TODAQ/ADOT Data Model
(3 min read)
A major goal of Engineering this quarter is to enhance how TODA can be used as an application protocol, and not merely a low-level guarantee of scarcity or identity.
TODA already provides us some data structure primitives. (These primitives form an acyclic graph of assets if updates to assets are viewed as new structures...) The structures offered to us at this level include: a pointer list, a list of pairs of pointers, a trie of pointers, or arbitrary binary data.
At the application level, ADOT, we’re building structure atop these primitives to be able to display the data associated with an asset in a meaningful way. For example, while TODA defines the storage of arbitrary data, it’s helpful for us to indicate at the application level whether that data is UTF-8 encoded text (perhaps with an ISO language code), or whether it’s one of the many TODAkitty animated gifs floating around the office.
To this end, the application level will view assets as a hypergraph structure, where property-value pairs are stored as pointer pairs. The property pointer will point to an asset representing the definition of a Field, while the value pointer points to an asset, or datagram, representing the value. This opens up a very rich system of UI hinting and behavioural and data inheritance down a type hierarchy.
Further, each amendment to a TODA asset can contain this rich Field-Value structure, raising the exciting prospect of how a given asset could be composed to give a coherent “current view” - (or what some of the mathies around here insist on referring to as a “projection”).
A simple composition strategy many developers might be familiar with is a “diff”. In Unix, there’s a well-defined standard for how differences in a text file should be summed up to get the final state. There have been efforts to extend this idea to structured data, such as JSON, resulting in proposals like JSONdiff. While we have a hypergraph, which is slightly more exciting than JSON, we could still certainly define an asset type to use this sort of update composition.

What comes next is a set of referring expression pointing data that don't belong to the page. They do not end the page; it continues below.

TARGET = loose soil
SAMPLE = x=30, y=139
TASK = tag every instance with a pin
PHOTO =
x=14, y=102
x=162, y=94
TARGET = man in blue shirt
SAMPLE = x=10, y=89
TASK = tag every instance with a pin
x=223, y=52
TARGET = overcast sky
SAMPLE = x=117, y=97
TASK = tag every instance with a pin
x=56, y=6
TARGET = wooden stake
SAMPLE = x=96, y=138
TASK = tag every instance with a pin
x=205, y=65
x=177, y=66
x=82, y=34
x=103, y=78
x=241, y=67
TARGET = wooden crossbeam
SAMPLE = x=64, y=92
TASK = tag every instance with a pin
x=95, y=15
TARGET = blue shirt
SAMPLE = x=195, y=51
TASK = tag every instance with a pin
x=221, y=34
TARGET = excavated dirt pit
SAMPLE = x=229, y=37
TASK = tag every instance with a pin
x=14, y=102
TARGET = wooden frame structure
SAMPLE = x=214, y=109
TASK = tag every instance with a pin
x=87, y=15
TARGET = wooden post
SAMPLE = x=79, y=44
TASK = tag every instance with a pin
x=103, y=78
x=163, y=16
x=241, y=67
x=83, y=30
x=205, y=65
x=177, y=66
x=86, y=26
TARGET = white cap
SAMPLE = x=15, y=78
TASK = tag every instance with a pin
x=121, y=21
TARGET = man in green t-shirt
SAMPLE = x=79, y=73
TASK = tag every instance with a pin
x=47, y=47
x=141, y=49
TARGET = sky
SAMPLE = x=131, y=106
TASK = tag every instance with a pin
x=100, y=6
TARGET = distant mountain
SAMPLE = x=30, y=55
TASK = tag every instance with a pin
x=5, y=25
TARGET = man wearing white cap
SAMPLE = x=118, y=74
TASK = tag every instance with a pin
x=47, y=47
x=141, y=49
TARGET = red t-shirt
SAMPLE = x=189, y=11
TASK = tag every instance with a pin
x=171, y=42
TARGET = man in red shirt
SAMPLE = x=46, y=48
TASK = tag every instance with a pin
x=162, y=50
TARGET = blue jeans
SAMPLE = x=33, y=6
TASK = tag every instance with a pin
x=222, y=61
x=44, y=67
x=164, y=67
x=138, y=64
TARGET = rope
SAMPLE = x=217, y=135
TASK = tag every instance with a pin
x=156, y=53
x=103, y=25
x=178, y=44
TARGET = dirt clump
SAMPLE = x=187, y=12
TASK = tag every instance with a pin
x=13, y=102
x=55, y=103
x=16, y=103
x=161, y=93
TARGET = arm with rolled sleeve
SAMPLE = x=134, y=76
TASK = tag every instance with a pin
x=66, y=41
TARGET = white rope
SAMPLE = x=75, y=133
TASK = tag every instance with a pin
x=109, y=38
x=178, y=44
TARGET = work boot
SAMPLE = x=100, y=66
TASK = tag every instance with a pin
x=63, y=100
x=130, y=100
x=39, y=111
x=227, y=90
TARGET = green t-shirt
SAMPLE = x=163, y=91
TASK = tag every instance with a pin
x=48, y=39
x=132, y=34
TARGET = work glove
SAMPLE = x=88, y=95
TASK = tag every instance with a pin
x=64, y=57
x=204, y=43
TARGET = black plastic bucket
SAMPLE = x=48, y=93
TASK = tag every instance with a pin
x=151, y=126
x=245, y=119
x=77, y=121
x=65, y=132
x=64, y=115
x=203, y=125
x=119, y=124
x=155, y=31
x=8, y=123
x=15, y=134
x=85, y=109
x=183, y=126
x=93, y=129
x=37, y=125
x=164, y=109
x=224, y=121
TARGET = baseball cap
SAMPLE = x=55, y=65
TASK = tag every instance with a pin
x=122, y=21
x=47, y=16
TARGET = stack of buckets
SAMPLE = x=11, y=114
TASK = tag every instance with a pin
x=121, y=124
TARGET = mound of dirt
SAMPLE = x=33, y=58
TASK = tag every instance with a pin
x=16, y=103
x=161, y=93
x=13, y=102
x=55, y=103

But, we are not restricted to this single mode of operation. One advantage of our append-only style of assets is that data modellers may elect to use one of several such composition strategies when designing how to model their application. In fact, we expect that individual Fields will be able to indicate which of several built-in modes of composition apply to them.
A simple example is a “read-only” field. Perhaps a Customer asset has a field called CustomerID. While users could continue to append updates to the Customer, updating their address or phone number, it might be essential that the CustomerID should never change. In this case then, while we cannot ban the ability of someone to add a new value to the CustomerID field, we can define the projection of that field to always reflect the first - and only the first - value that was set for that field.
There are motivating use cases for several other modes including merge, max, min, and perhaps even entirely calculated fields - but those will need to wait for another post.
If it sounds that this “interpretation” of data inside of TODA assets is all a bit loosey-goosey, that’s correct. The ground truth of what data has actually been recorded in a TODA asset has no room for any interpretive differences: it’s locked in with crypto - but enabling a layer of flexibility for an application to view that data in different ways (just like a database view, or even a PivotTable), and providing a bit of a standard to facilitate that process, will make building applications on these core primitives a much more natural and intuitive process for our developers.